Quinto set? Una chimera
Dall’Australian Open 2025 in poi, dunque negli ultimi cinque Slam, il numero di incontri terminati al quinto nella seconda settimana dei Major è impressionante…per quanto è scarno. Quattro in totale: Jarry-Norrie a Wimbledon, Sinner-Alcaraz al Roland Garros, e le due semifinali dell’Australian Open 2026. Un ottavo di finale marginale, la più bella finale della storia dello Slam rosso e i due match sopra commentati. Ma 4 incontri su 79 terminati al parziale decisivo, proprio in occasione di quelli che dovrebbero essere i match più interessanti, restituisce un misero 5%. Equilibrio e pathos scomparsi.
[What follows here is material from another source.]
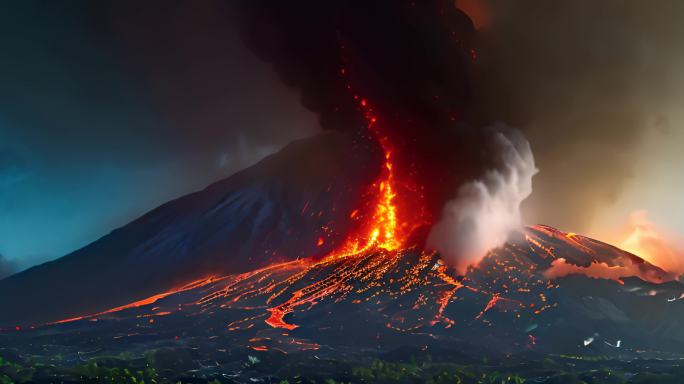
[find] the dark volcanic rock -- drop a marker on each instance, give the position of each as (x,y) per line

Un’unica via diretta verso finali annunciate. Fortuna che c’è il tennis femminile, verrebbe da dire. Sicuramente, in termini di varietà, le ragazze hanno offerto molto di più, con ben 5 vincitrici diverse negli ultimi 5 Slam, e la sola Sabalenka come dominatrice, presente in 4 finali su 5. E poi le storie, dalla rinascita di Anisimova al riscatto di Rybakina, passando per la redenzione di Keys e i sogni di Gauff. Eppure anche il singolare femminile è stato sottotono, con poco da ricordare, a Melbourne. Certo, per i capovolgimenti e gli episodi, le giocate, Kostyuk-Jacquemot è candidata a partita del torneo…ma si tratta di un primo turno. E ciò conferma le ipotesi suggerite.
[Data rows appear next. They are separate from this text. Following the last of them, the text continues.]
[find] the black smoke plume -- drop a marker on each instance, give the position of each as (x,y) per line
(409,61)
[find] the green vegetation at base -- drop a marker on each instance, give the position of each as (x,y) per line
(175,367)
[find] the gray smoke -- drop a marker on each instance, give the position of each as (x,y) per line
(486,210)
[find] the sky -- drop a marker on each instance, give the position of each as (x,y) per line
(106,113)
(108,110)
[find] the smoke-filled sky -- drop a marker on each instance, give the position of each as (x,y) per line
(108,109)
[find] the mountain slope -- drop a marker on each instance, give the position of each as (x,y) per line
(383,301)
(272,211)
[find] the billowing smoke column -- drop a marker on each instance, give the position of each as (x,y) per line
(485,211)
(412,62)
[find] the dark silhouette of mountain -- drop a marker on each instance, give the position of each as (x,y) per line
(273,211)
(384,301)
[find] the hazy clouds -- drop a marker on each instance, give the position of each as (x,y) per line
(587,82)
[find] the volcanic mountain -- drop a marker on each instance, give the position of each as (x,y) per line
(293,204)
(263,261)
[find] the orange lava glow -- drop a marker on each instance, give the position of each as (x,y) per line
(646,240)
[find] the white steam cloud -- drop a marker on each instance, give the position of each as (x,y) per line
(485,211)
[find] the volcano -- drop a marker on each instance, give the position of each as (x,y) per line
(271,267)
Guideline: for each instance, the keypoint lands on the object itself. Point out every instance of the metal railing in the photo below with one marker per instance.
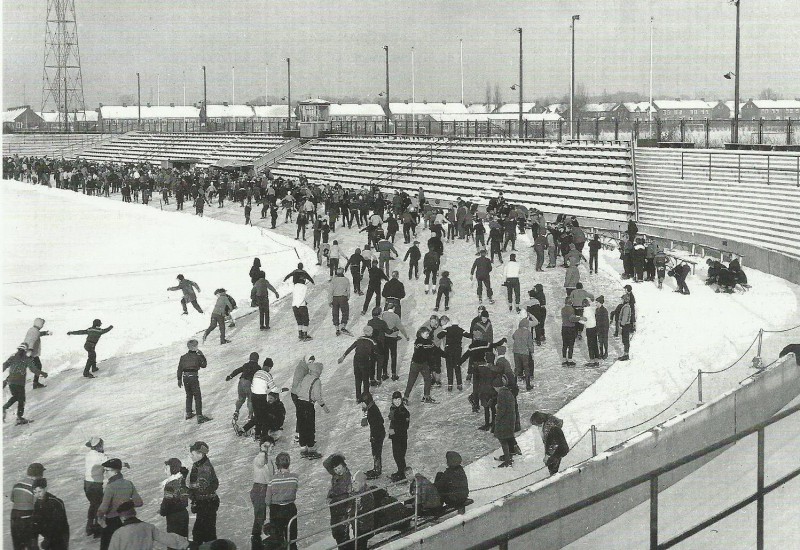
(502, 541)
Australian Open 2026: conclusioni
Checché se ne voglia dire, non è stato uno Slam bello. Verrà ricordato come quello in cui Alcaraz ha completato il Carrer Grand Slam, nono giocatore della storia a riuscirci, ma probabilmente non con la stessa foga con cui (per motivi diversi, certo) si celebrano i Roland Garros 1999 e 2009 di Agassi e Federer. Non c’è nessun tentativo di proteggere o aiutare Sinner e Alcaraz, al netto di tetti chiusi “giusto in tempo” o medical time out improvvisi. Di certo c’è, ma ormai già da qualche anno, un’omologazione delle superfici che concede una certa regolarità nel gioco e nei colpi che va, per forza di cose, a regalare un’occasione in più sempre ai più forti.
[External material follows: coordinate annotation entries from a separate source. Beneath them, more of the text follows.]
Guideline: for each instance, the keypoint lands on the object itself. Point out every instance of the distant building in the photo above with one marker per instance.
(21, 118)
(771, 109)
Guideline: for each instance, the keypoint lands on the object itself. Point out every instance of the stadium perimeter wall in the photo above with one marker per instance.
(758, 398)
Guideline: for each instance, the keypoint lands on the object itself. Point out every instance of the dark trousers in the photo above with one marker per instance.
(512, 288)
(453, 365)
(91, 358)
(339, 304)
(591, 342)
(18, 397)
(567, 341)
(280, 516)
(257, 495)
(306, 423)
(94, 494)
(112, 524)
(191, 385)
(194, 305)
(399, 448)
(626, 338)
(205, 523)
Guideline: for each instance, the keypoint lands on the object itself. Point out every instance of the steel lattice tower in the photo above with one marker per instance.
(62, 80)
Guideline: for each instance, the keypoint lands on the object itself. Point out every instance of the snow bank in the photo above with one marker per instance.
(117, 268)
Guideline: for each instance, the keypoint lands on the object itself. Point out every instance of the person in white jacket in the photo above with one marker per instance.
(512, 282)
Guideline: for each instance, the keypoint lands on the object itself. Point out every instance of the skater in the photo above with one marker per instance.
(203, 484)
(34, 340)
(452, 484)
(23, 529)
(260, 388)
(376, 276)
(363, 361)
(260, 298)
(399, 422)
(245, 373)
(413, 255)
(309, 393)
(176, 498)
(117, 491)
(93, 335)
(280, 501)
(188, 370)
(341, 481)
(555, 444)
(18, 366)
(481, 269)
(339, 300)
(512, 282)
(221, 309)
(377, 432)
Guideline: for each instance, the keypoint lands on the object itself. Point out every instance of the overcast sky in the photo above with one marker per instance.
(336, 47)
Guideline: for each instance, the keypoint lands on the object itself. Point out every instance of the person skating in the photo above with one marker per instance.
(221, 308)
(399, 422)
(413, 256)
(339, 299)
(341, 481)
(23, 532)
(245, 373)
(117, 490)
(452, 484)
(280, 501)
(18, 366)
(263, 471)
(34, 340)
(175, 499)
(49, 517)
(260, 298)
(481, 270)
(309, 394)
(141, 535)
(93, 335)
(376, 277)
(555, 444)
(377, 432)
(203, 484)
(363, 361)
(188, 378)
Soluzioni per porre fine a un duopolio che non si chiami Novak Djokovic? Speranze, nel futuro, nei giovani che pian piano si stanno costruendo un nome e una carriera, da Mensik a Fonseca, fino al giovanissimo Kouamé, ultima speranza di Francia. Nel tennis femminile il ritorno di Rybakina, le sensazioni di Andreeva e Mboko, futuro già molto presente, fanno dormire sogni più tranquilli. Mancano poco meno di 4 mesi al Roland Garros, il prossimo Slam. Non chiediamo di essere epico come quello del 2025, dalla cerimonia per Nadal alla finale migliore possibile. Ma di regalare qualche emozione in più rispetto all’Australian Open 2026. Che, se anche avesse vinto Sinner, avrebbe lasciato lo stesso carico (poco più che minimo) a livello di emozioni di gioco.